My problem though with The Void come from the story itself, at its heart it is something straight out of Hellraiser, but here all the characters are pretty irritating and annoying. Daniel spends the film getting attacked and insulted by pretty much everyone, having no authority at all. Allison is the worst character and I hated how she was used to propel the plot forward. At one point she wants to go off into the monster infested hospital alone to get some medicine for a pregnant girl, Daniel tells her to hold on so that he can return to his patrol car to grab a shotgun and go with her. He goes to the car and returns less than five minutes later to find she has gone off anyway and subsequently got kidnapped as a result; infuriating!

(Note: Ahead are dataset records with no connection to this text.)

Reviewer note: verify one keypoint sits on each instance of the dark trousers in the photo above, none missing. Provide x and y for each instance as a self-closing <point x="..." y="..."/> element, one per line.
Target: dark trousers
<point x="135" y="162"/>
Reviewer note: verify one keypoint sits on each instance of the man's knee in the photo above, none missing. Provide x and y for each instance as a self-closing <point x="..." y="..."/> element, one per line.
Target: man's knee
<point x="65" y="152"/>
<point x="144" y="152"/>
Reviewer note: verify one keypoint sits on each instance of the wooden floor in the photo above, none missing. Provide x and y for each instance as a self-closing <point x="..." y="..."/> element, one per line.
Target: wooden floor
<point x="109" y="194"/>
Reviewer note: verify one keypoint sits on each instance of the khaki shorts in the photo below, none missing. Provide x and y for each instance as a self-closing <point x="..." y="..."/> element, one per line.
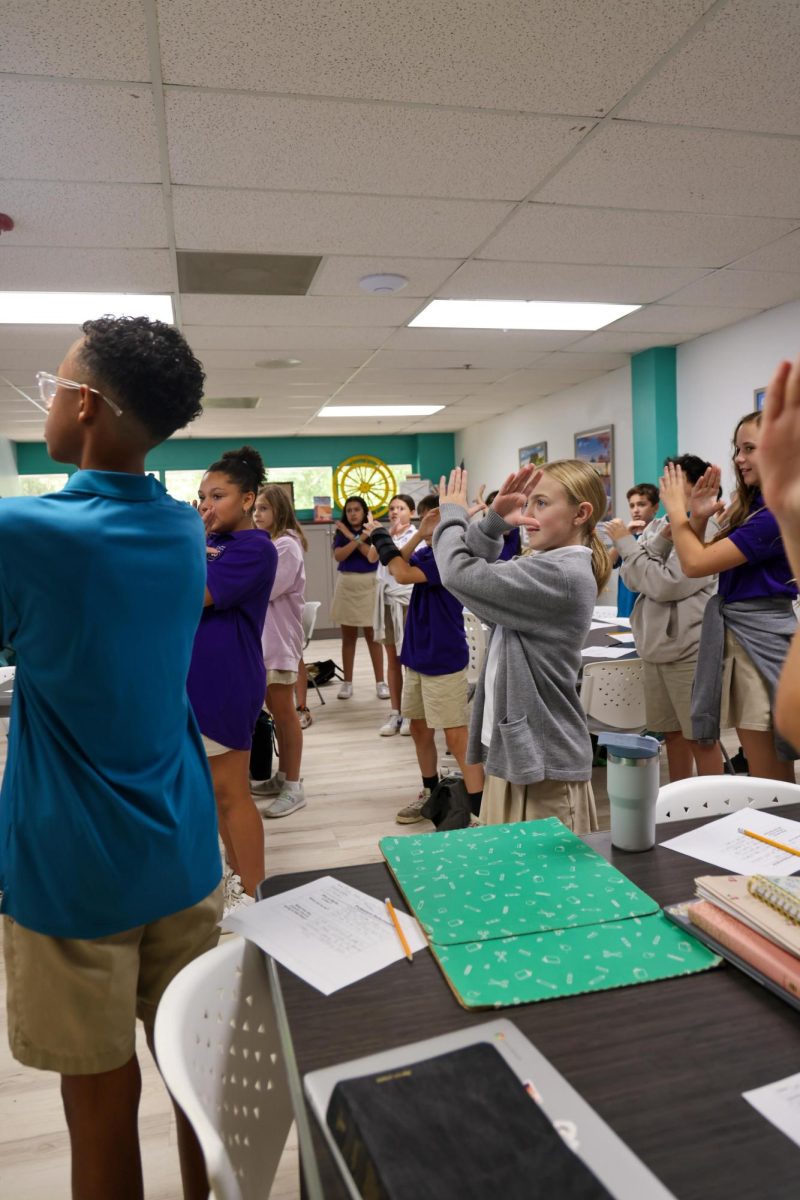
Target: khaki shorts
<point x="572" y="803"/>
<point x="668" y="696"/>
<point x="745" y="699"/>
<point x="73" y="1002"/>
<point x="440" y="701"/>
<point x="288" y="678"/>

I couldn't care less about her after this and as such the rest of the film devolved into a rescue mission for someone who frankly deserved to be kidnapped.


The cinematography during this film was great but in terms of the lighting it was often pretty hard to tell what was going on lending the film an abstract tone to it as travelling from place to place often seemed confusing. Visually this was on point all across the board but it was the story that took away from this. As a horror this works fine, I found myself engaged in the situation even if I didn't actually like anyone. The cultists surrounding the building were a creepy sight, but their relation to anything else seemed a bit distant, they never really appeared in any scenes with the monsters and so felt separate and a little bit disjointed. I didn't find this a boring film to watch though, there is always something new going on with none of the scenes dragging. I liked how backstory for the angry Dad and his son was provided by the characters finding themselves in an illusion, rather than an actual flashback being used, but for the main antagonist and other characters there was less exploration of their past.

The Void looks great and has some really awesome looking practical effects, and creature design, however as a horror it felt a little bit too derivative of films that had come before and so I found myself constantly being reminded of other movies rather than caught up in the moment. It would have also been nice to have at least one character that I actually cared about, but least the acting is fine throughout the cast. The Void isn't a bad horror film and was a fun ride, but it's not really something that I feel will stick around in my head for too long.